After he learned of the pending birth, Joseph thought about deserting Mary, his betrothed, but the “angel of the Lord” came forth in a dream and convinced the reluctant Joseph to wed Mary.

The night Jesus was born in a Bethlehem stable an angel appeared to shepherds in a nearby field. The angel announced the birth of the Messiah and described where to find Him. 

After visiting the baby, the Wise Men dreamt the king of Herod intended to harm Jesus. In three dreams, angels told Joseph how to keep Jesus safe.

A dream birthed another biblical narrative. Around 95 AD, a heavenly figure emerged in a dream to John of Patmos on the Aegean Island where he lived. 

The dream directed him to record his visions. Stars and dragons, seals and a leopard-like beast, dense numerology, and apocalyptic scenarios became Revelation. 

The final book of the Christian Bible tells the sensational stories of the Four Horsemen and the Second Coming of Christ.

Dreams are also intricate to the holy books and teachings of Islam. 

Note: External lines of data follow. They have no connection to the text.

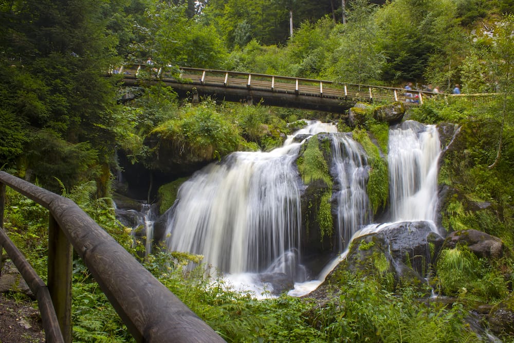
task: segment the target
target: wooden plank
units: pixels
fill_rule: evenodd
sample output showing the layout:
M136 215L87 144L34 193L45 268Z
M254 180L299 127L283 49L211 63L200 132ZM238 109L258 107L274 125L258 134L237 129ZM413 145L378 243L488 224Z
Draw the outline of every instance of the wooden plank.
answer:
M73 202L51 210L137 341L225 341Z
M45 329L46 341L64 343L64 340L61 333L57 316L46 285L27 261L21 251L9 239L4 229L1 228L0 245L4 246L12 263L16 266L16 269L38 299L38 305L41 313L41 319Z
M64 341L71 342L71 268L73 249L50 214L48 223L48 291Z
M5 185L0 183L0 229L4 229L4 211L5 209ZM0 277L2 276L2 255L4 247L0 244Z

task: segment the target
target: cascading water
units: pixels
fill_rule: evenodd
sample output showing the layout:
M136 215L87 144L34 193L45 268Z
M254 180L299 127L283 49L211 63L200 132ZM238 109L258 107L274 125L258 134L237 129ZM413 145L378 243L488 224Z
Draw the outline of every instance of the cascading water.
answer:
M346 135L333 135L332 148L333 174L339 188L334 194L338 204L339 251L343 251L355 231L371 222L366 192L369 167L362 147Z
M426 126L408 120L390 130L388 162L390 218L392 222L426 221L432 230L437 232L434 221L437 202L437 169L440 152L439 135L435 125ZM346 206L344 202L338 202L339 210ZM348 210L351 210L344 208L343 211ZM364 234L377 232L387 227L388 224L350 227L354 233L351 240ZM316 289L345 258L347 252L344 251L329 263L318 276L318 280L296 284L295 289L289 292L289 294L300 296Z
M435 220L440 152L434 125L408 120L391 130L388 162L392 220Z
M310 123L297 134L337 131ZM174 250L234 274L296 272L300 190L295 160L300 146L288 139L270 152L236 152L196 173L180 187L167 232ZM268 268L271 268L270 270ZM267 270L267 269L268 269Z
M309 123L296 135L320 132L333 133L333 201L338 204L342 251L353 236L376 232L381 226L366 226L372 215L366 191L369 167L363 149L347 134L337 133L335 125L319 122ZM203 255L205 263L226 273L282 272L303 281L298 267L303 186L295 163L301 143L293 140L289 137L283 147L270 152L234 153L185 183L168 224L170 248ZM408 121L391 129L392 221L435 219L440 152L433 125ZM329 272L325 269L320 280Z

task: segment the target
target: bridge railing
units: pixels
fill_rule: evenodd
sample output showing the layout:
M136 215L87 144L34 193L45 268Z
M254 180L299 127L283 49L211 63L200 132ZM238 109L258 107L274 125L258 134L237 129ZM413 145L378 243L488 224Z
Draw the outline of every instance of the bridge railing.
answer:
M49 212L47 286L4 230L6 185ZM0 171L0 255L36 296L48 342L71 341L72 246L136 341L225 341L75 203Z
M149 73L149 70L153 71ZM398 101L416 104L421 104L425 99L434 96L432 92L391 87L197 68L179 67L178 73L170 73L167 67L158 69L148 65L136 64L124 66L117 73L122 73L127 78L150 75L151 78L163 81L363 101Z

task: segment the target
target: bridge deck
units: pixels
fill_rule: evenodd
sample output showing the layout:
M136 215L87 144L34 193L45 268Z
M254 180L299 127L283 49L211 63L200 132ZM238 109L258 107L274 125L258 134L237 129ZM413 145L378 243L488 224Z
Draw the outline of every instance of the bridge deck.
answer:
M398 88L339 83L332 81L251 73L181 67L157 69L148 65L122 67L116 74L134 84L139 79L161 81L186 96L197 92L230 101L257 102L272 106L341 112L357 101L402 101L423 103L431 92Z

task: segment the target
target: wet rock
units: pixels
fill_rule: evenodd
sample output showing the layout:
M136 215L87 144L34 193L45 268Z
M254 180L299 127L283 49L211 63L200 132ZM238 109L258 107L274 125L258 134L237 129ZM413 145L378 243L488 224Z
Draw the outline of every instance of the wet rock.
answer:
M368 120L368 111L360 107L353 107L348 111L348 125L355 128L363 125Z
M489 314L491 331L497 334L514 334L514 298L510 295L497 304Z
M461 244L467 246L479 257L497 259L503 255L502 240L478 230L459 230L450 233L444 247L455 248Z
M273 295L280 295L295 288L292 278L283 273L268 273L259 275L259 281L266 284L266 290Z
M401 121L405 114L405 106L400 101L396 101L387 105L379 106L373 110L373 117L379 121L383 121L390 125Z
M354 239L345 260L329 275L325 283L335 282L339 268L371 274L392 273L397 282L424 282L444 241L428 221L388 223L374 232Z

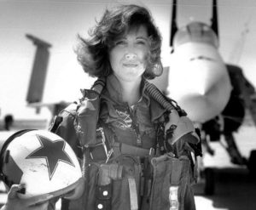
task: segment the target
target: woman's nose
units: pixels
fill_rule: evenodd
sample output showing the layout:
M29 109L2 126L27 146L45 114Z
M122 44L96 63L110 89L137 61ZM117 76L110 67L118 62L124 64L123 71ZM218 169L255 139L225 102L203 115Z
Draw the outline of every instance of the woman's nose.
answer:
M134 60L137 58L137 54L135 53L129 52L125 54L125 59L127 60Z

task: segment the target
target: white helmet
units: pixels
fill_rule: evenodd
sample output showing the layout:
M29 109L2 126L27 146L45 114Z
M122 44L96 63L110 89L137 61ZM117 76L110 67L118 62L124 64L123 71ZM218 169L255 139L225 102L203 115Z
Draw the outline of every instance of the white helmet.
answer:
M0 153L0 173L8 187L24 184L20 198L50 194L76 199L84 191L79 162L71 146L46 130L21 130L10 136Z

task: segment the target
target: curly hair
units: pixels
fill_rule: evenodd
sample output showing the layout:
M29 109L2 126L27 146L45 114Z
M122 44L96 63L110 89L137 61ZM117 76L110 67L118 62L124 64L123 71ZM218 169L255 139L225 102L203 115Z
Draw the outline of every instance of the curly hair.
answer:
M84 71L91 77L106 77L113 72L108 53L114 41L131 28L145 26L150 40L150 52L143 77L155 77L154 68L160 63L162 37L155 26L150 12L137 5L119 5L113 10L106 9L94 28L89 31L90 38L78 36L79 45L75 50Z

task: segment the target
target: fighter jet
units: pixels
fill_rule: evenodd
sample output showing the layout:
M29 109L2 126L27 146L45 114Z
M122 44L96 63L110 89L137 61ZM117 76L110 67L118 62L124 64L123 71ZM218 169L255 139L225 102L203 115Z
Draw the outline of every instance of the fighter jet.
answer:
M255 89L241 67L224 63L219 52L217 0L212 1L212 25L191 21L178 28L177 1L172 2L170 65L166 94L183 107L202 133L202 144L212 156L209 141L225 140L225 149L234 164L254 171L255 150L249 160L241 155L233 133L243 122L246 109L256 122ZM253 100L254 98L254 100ZM207 194L213 193L212 174L208 173Z

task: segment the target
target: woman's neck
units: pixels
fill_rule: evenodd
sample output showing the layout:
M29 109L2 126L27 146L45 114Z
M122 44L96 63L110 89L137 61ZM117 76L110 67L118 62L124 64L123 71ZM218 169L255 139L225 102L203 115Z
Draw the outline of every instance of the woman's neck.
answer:
M141 98L141 81L132 82L121 81L123 100L129 105L136 104Z

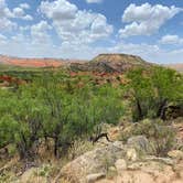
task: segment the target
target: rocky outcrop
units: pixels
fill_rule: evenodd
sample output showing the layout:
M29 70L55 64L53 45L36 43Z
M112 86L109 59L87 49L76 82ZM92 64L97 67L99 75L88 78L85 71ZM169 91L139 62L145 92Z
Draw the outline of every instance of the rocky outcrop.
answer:
M97 146L95 150L66 164L60 176L72 183L183 181L182 151L171 151L169 158L158 158L149 155L150 147L143 136L131 137L126 144L115 141ZM115 175L108 179L111 172Z

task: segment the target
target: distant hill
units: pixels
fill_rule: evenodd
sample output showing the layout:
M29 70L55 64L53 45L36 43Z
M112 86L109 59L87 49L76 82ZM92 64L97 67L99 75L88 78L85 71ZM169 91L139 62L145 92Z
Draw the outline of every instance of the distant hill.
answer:
M6 65L14 65L22 67L58 67L63 65L62 60L54 58L19 58L0 55L0 63Z
M87 63L71 63L72 71L122 73L138 66L152 66L141 57L128 54L100 54Z
M72 72L122 73L133 67L150 67L141 57L128 54L99 54L92 61L56 58L19 58L0 55L0 63L20 67L66 67Z
M168 64L165 66L169 67L169 68L173 68L173 69L175 69L177 72L183 73L183 63L180 63L180 64Z

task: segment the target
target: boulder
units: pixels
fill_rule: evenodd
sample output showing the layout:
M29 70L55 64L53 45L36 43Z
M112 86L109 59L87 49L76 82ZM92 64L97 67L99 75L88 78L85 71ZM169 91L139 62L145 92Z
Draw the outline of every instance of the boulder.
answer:
M137 154L136 149L127 149L126 157L127 157L127 160L129 160L129 161L137 161L138 154Z
M183 160L183 151L180 150L169 151L168 155L173 159Z
M85 183L89 174L107 173L108 168L115 165L115 162L125 155L122 142L110 143L78 157L66 164L61 172L72 182Z
M116 161L115 166L116 166L117 172L121 173L122 170L127 169L127 162L123 159L119 159Z
M152 147L144 136L134 136L129 138L127 146L132 147L143 153L152 153Z
M105 173L95 173L95 174L89 174L86 176L86 182L87 183L95 183L96 181L104 179L106 176Z

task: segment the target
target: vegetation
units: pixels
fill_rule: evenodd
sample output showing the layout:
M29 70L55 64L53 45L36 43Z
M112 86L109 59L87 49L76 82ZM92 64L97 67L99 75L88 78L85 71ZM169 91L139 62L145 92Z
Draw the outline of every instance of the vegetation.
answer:
M98 84L89 74L72 77L61 69L29 71L25 75L8 72L25 83L0 89L0 149L11 147L22 160L34 160L43 141L56 158L65 155L76 149L76 139L96 139L103 133L103 123L117 125L127 110L132 110L136 122L146 118L165 120L169 105L182 104L183 98L182 75L162 67L131 71L126 76L129 82L120 86ZM123 105L126 101L131 108ZM169 149L171 132L155 130L157 123L152 122L142 125L137 133L146 134L143 128L154 130L154 139L165 138L163 147ZM162 153L160 146L157 153Z
M154 67L152 69L134 69L129 72L131 106L133 120L161 118L171 103L183 103L183 77L175 71Z

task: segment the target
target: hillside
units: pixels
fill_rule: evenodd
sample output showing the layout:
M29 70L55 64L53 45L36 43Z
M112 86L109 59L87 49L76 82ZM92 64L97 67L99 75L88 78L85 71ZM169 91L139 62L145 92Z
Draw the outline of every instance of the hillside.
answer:
M21 67L58 67L63 65L63 60L55 58L19 58L0 55L0 63Z
M122 73L130 68L144 66L149 67L152 64L143 61L139 56L128 54L100 54L88 63L72 63L72 71L84 72L106 72L106 73Z
M169 67L169 68L175 69L177 72L183 73L183 63L180 63L180 64L169 64L169 65L165 65L165 66Z
M0 63L20 67L66 67L72 72L122 73L137 66L152 64L141 57L128 54L100 54L92 61L56 58L19 58L0 55Z

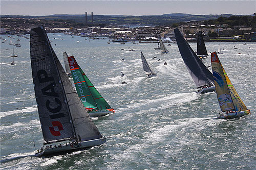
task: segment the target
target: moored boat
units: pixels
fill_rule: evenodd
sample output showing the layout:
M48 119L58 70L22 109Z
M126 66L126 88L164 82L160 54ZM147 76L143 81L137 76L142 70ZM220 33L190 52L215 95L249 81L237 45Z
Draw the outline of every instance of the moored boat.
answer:
M222 112L220 119L239 118L250 113L234 89L216 52L211 54L211 68L218 101Z

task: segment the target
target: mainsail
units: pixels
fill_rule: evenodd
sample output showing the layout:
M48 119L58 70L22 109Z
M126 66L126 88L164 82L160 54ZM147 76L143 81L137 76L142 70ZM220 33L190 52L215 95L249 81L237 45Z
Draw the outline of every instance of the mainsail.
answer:
M151 72L152 75L155 75L156 74L154 72L153 70L151 69L150 65L147 63L147 62L144 57L142 52L140 51L140 57L141 57L141 60L142 61L142 65L143 66L143 69L145 71L147 72Z
M214 85L212 74L197 57L178 28L174 29L181 57L197 88Z
M221 110L247 110L246 106L233 87L216 52L211 53L211 61L216 93Z
M33 80L44 144L102 138L54 53L42 27L31 30Z
M91 82L74 56L69 57L68 60L76 91L86 109L97 109L113 111L113 109Z
M168 50L167 50L166 47L165 47L165 45L164 45L164 44L163 44L163 41L162 41L161 38L159 38L159 42L160 44L161 51L164 53L168 52L169 51L168 51Z
M204 44L202 31L199 31L198 33L197 33L197 55L198 56L208 55L206 47Z
M66 52L63 53L63 59L64 59L64 64L65 64L66 71L68 74L71 74L71 71L70 71L70 68L69 68L68 57L68 54Z

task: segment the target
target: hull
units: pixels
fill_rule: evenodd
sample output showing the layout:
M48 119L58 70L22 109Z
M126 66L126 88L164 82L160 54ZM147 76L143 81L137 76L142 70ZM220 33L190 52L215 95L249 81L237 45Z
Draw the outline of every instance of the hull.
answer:
M100 138L76 143L67 143L61 147L47 149L34 155L36 157L51 156L70 153L74 151L89 149L94 146L101 145L106 142L106 138Z
M112 112L110 111L102 111L100 110L97 112L88 112L91 117L97 117L99 116L105 116L107 114L111 113Z
M215 86L212 86L210 87L203 88L200 89L198 91L196 91L197 93L204 94L215 91Z
M148 78L151 78L151 77L156 77L157 76L156 75L147 75L147 77Z
M250 111L250 110L247 110L245 111L241 111L240 112L229 113L226 114L225 114L225 113L224 114L223 113L220 116L218 116L217 117L218 118L220 119L227 119L239 118L242 116L245 116L246 115L249 114L250 113L251 113L251 111Z

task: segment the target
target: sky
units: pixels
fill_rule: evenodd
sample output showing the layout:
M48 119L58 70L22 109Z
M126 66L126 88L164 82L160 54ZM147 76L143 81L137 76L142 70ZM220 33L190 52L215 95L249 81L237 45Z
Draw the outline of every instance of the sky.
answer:
M5 1L1 14L49 15L88 14L149 15L183 13L190 14L251 15L256 1Z

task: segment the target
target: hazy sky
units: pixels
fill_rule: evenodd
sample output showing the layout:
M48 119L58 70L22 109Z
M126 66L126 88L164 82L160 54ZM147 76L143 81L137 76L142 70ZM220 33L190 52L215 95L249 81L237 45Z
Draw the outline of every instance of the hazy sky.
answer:
M1 15L51 14L250 15L256 12L256 1L3 1Z

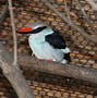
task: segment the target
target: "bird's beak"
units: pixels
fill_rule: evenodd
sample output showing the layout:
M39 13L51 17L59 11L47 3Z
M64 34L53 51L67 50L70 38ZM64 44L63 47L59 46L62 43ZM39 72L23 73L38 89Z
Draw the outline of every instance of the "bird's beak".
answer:
M17 30L20 34L32 34L33 29L31 27L24 27Z

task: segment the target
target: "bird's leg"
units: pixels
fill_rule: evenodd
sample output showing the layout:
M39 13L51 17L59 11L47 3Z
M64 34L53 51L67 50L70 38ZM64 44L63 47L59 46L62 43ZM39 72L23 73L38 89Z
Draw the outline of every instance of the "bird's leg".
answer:
M41 59L37 59L37 62L40 62L41 61Z
M47 63L48 63L48 62L52 62L52 60L51 60L51 59L48 59L48 60L45 60L45 62L47 62Z

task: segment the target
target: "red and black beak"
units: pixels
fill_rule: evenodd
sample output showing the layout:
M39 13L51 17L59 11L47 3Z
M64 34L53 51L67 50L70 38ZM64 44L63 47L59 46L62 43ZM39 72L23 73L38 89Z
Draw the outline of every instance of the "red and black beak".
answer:
M32 34L33 29L31 27L24 27L17 30L20 34Z

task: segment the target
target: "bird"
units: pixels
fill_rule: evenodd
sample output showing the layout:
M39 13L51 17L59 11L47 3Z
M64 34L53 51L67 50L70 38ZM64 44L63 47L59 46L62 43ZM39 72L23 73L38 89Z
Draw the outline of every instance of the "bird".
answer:
M39 60L54 61L63 64L71 62L70 48L60 35L45 22L32 23L28 27L17 30L20 34L29 34L29 48Z

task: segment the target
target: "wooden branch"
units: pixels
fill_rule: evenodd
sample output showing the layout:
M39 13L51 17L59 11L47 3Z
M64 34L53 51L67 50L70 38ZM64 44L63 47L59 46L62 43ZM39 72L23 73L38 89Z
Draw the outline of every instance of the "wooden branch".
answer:
M0 14L0 25L1 25L1 23L3 22L7 12L8 12L8 2L5 3L5 7L3 8L3 10L2 10L2 12L1 12L1 14Z
M82 81L87 81L97 85L97 70L87 69L77 65L61 64L56 62L37 62L36 58L31 56L20 54L19 64L31 71L36 70L56 75L73 77Z
M69 26L73 27L74 29L78 30L85 38L97 42L97 38L96 37L92 37L90 35L86 34L85 30L81 27L78 27L77 25L75 25L74 23L72 23L71 21L69 21L66 19L65 15L63 15L62 13L60 13L58 10L56 10L47 0L41 0L49 9L51 9L54 13L57 13Z
M4 76L9 79L19 98L35 98L17 65L13 65L13 58L9 54L2 44L0 44L0 68Z
M90 5L92 8L97 11L97 0L86 0Z

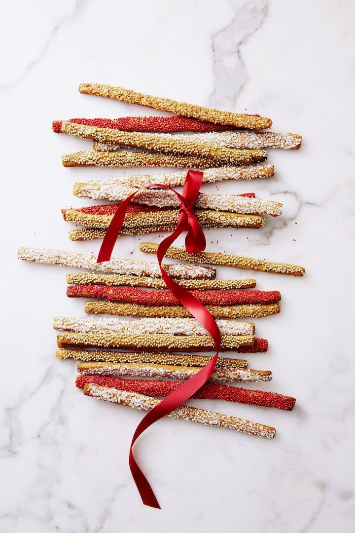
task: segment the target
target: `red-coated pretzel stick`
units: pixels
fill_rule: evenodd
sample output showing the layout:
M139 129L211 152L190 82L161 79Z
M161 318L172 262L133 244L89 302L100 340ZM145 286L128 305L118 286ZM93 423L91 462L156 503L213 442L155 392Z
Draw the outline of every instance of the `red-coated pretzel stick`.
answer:
M202 303L235 305L252 303L274 303L281 296L278 290L197 290L192 291ZM105 298L111 301L145 305L178 305L179 302L166 289L146 290L135 287L107 287L105 285L69 285L70 297Z
M52 129L55 133L62 131L63 120L53 120ZM187 117L119 117L118 118L71 118L69 122L99 128L112 128L125 132L213 132L233 130L233 126L222 126Z
M181 381L156 381L153 379L127 379L112 376L78 376L76 385L83 389L86 383L95 383L105 387L112 387L130 392L138 392L148 396L167 396L181 385ZM291 411L296 402L295 398L285 396L277 392L268 392L230 385L205 383L196 392L193 398L201 400L224 400L247 405L263 407L274 407Z

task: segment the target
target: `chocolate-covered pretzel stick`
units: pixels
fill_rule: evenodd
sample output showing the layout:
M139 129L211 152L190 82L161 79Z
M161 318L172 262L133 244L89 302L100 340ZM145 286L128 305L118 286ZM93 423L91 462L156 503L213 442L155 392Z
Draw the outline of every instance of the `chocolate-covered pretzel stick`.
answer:
M250 322L217 320L222 335L253 335L255 326ZM207 335L208 332L195 318L141 318L123 320L118 318L86 318L55 317L54 329L81 333L163 333L170 335Z
M105 387L112 387L130 392L138 392L148 396L168 396L181 384L180 381L157 381L153 379L126 379L112 376L78 376L75 382L78 389L86 383L95 383ZM268 392L250 389L242 389L230 385L205 383L195 393L192 398L201 400L224 400L248 405L275 407L291 411L295 398L277 392Z
M250 166L221 167L207 168L203 172L203 183L214 183L226 180L254 180L273 176L273 165L264 163ZM184 171L171 174L134 174L131 176L115 176L74 184L73 193L80 198L92 200L117 200L122 185L140 189L151 183L160 183L170 187L182 186L186 179Z
M114 98L127 103L139 104L183 117L192 117L213 124L226 124L247 130L263 130L271 127L272 124L269 118L259 115L220 111L186 102L178 102L170 98L144 94L123 87L113 87L98 83L81 83L79 86L79 91L85 94Z
M225 211L197 209L195 212L203 228L261 228L265 219L256 215L238 214ZM75 209L62 209L64 220L80 224L88 229L107 229L113 215L96 215ZM154 231L169 231L176 227L180 215L177 209L127 213L122 224L122 233L142 234Z
M125 132L213 132L233 130L233 126L222 126L186 117L119 117L118 118L71 118L69 122L99 128L112 128ZM63 120L53 120L52 129L60 133Z
M275 303L281 299L278 290L192 290L191 294L201 303L210 305ZM167 289L146 290L131 287L68 285L67 295L70 298L104 298L143 305L180 305L177 298Z
M152 243L142 243L139 245L141 252L155 254L158 245ZM250 270L259 270L260 272L270 272L275 274L286 274L288 276L302 276L306 272L303 266L287 264L284 263L271 263L264 259L254 259L243 255L231 255L229 254L213 253L201 252L197 254L188 254L181 248L170 246L166 254L167 257L172 257L179 261L189 263L204 263L205 264L222 265L225 266L234 266L236 268L246 269Z
M121 350L151 350L153 352L167 351L209 352L213 351L214 344L208 335L176 335L169 334L130 333L61 333L57 336L58 348L73 346L88 348L117 348ZM244 346L252 346L252 335L222 335L220 351L234 351Z
M59 359L75 359L87 362L97 361L113 363L153 363L154 365L173 365L177 366L203 367L212 359L208 356L191 356L182 353L151 353L148 352L102 351L97 350L57 350L55 356ZM245 359L218 357L216 366L218 368L248 367Z
M185 367L172 365L153 365L148 363L79 363L78 371L84 375L101 374L104 376L139 376L146 377L172 378L188 379L201 368ZM210 381L219 382L260 382L271 381L271 373L267 370L253 370L248 368L216 368L211 375Z
M109 387L103 387L93 383L87 383L84 385L84 393L86 396L104 400L105 401L112 403L120 403L144 411L150 411L160 402L160 400L150 396ZM227 416L213 411L206 411L203 409L188 407L184 405L171 411L167 416L172 418L181 418L188 422L198 422L207 426L226 427L249 435L266 437L267 439L274 438L276 433L275 427L270 427L257 422L251 422L242 418L237 418L235 416Z
M95 274L91 272L71 272L67 274L69 285L128 285L131 287L150 287L155 289L166 288L160 278L144 276L123 276L119 274ZM184 279L179 285L186 289L244 289L256 285L254 279Z
M42 248L19 248L18 257L23 261L87 268L98 272L161 277L159 265L153 262L111 257L109 261L96 263L96 257L93 254ZM188 268L185 265L178 264L164 265L163 266L165 271L173 278L209 279L216 277L216 270L208 267L194 266Z
M278 303L244 305L206 305L214 318L261 318L280 312ZM182 305L142 305L115 302L86 302L85 311L92 314L105 313L128 317L191 317Z
M140 148L157 154L174 154L211 158L219 163L232 165L250 164L265 161L267 155L264 150L237 150L216 146L207 142L198 142L179 136L157 135L125 132L110 128L82 126L63 121L62 132L73 137L89 139L98 142L112 142L125 148Z
M266 159L266 152L263 158ZM169 167L172 168L211 168L222 166L225 163L212 157L180 155L174 154L156 154L152 152L135 152L128 150L120 152L75 152L62 156L64 167L102 166Z
M277 133L276 132L229 131L209 133L153 134L162 139L190 141L208 143L216 147L227 148L249 149L282 148L284 150L298 150L301 148L302 137L295 133ZM119 150L122 145L112 142L94 142L94 150L99 151L114 151Z

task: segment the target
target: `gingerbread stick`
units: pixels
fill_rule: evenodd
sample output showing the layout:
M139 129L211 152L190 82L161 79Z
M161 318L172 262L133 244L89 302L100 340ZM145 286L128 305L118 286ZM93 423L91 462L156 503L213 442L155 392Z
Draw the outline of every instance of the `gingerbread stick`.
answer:
M79 91L85 94L113 98L127 103L139 104L183 117L192 117L200 120L207 120L213 124L234 126L247 130L264 130L271 127L272 125L269 118L259 115L220 111L186 102L178 102L170 98L144 94L123 87L113 87L98 83L81 83L79 86Z
M141 252L147 253L156 253L158 245L152 243L142 243L139 245ZM264 259L254 259L243 255L232 255L228 254L213 253L201 252L197 254L188 254L180 248L170 246L166 254L167 257L172 257L188 263L204 263L205 264L221 265L224 266L234 266L236 268L259 270L260 272L270 272L275 274L285 274L288 276L302 276L306 269L297 265L287 264L284 263L271 263Z

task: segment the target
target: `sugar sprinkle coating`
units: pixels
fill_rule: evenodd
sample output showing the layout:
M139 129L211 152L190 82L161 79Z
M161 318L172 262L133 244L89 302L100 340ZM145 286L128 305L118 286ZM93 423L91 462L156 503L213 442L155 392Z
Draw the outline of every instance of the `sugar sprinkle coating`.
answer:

Muhammad, a shepherd and merchant, was meditating in a cave near Mecca when the angel Gabriel pronounced in a dream to the future prophet and founder of Islam, “O Muhammad, you are the messenger of Allah.”  

From 610 CE, when Muhammad was nearly forty until his death twenty-three years later, the angel in dreams and visions imparted the Qur’an, believed by Muslims to be the word of God.

Dreams foretold the course of the first female Muslim saint, Rābia al-Basri. After she was born in Basra, Iraq, in 717, Muhammad told her father in a dream, “Your newly born daughter is a favorite of the Lord, and shall lead many Muslims to the right path.” Al-Basri founded Sufism, the mystical aspect of Islam.  

                     –From Dreams and the Wisdom Within by Joyce Lynn

                                       WHY EMBRACE DREAM AWARENESS

Dreams strengthen the spiritual seeker and houses of worship, nurture personal growth, and empower communities – all values of today’s Jewish institutions. JASD aims to re-instill appreciation of dreams to synagogue services and individual and communal Jewish life by empowering the affiliated and unaffiliated to call on the power of dreams in all aspects of life.

JASD explores the potency of Jewish and interfaith communities sharing dreams and draws upon the positive insights and actions flowing from attention to our dreams.